APP COMRADE

Google Play / education / DUOLINGO: LANGUAGE & CHESS

REVIEW

Duolingo became a great game and a worse language app.

The owl earned its hundreds of millions of users through gamification that worked. Now the gamification is the product, and the AI pivot has stretched the experience further from what made it useful in the first place.

BY THE APP COMRADE DESK · MAY 7, 2026 · 4 MIN READ

Google Play

Duolingo: Language & Chess

DUOLINGO

OUR SCORE

7.4

GOOGLE PLAY

★ 4.7

PRICE

Free

In-app purchases

The owl knows when you’ve stopped opening the app. It nags. It begs. It changes its eyes.

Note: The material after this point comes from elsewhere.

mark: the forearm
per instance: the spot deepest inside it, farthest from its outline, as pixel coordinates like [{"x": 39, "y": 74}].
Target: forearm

Duolingo has spent the last decade engineering one of the most effective retention loops in consumer mobile, and as of 2026, the loop is nearly all there is.

The app still works for what it always worked for — getting a complete beginner from zero into their first lesson with the lowest friction in either app store. Past that first month, Duolingo is increasingly an app about Duolingo. Streaks to maintain, leagues to climb, gems to spend, energy to ration, and an AI-driven Max tier that promises conversation practice the company couldn’t otherwise offer.

It’s a great product, by the metrics it’s now optimised for. It just isn’t doing the thing on the box anymore.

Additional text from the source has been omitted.